"Child!" I said. "If he's a child, they grow 'em big in the minus world."

But as I lifted Jay off the floor I wondered if he was as big as I'd always thought. It wasn't his weight. Nothing weighed very much on this asteroid, but it was his frail body. He seemed to be a boy of sixteen, rather than a man stationed 300,000,000 miles in space.

I carried him out of the laboratory into the living quarters and placed him on his bunk.
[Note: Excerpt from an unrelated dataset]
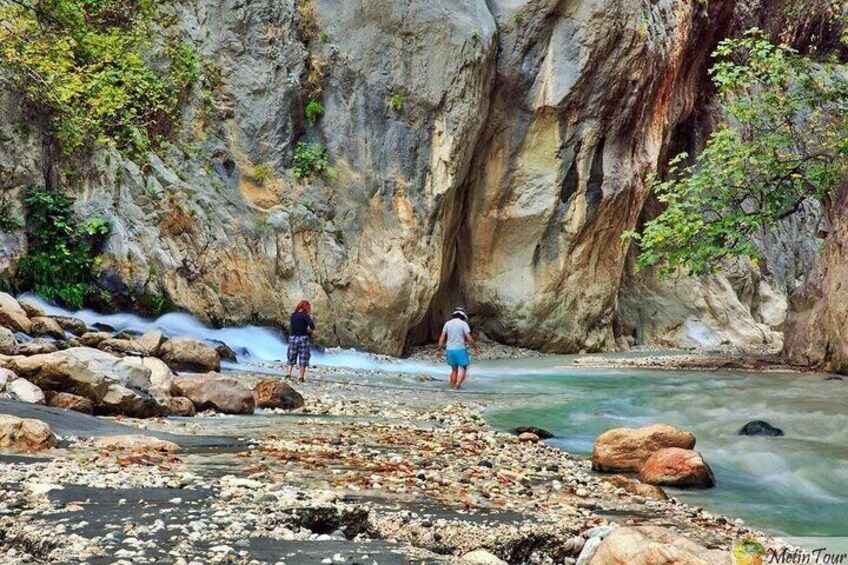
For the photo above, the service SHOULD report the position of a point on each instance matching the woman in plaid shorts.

I loosened his clothing, noting at the time that he had been right about his garments not fitting him.

"You've made him lose weight," I said.

"What makes you think so?" the woman asked.

"Because every screwy thing that has happened since we came here a year ago must have an explanation."

The woman smiled. "Don't think too harshly of me." She looked very solid now. Her body had lost that tenuous look. She was no longer nebulous and cloud-like. "Certain things were necessary in order for me to proceed safely through the gap between the positive and negative worlds," she explained.

I looked at Red again. His face was smooth and I knew he hadn't shaved in more than a week. "You've made him younger," I said. "Well, he shouldn't kick at that."

The woman nodded. "I turned the young man inside out. In a moment the transition will be complete. You will be our next entrance to this universe...."

From Red's bunk came a wail. A bawl, like a tiny baby. A dying baby.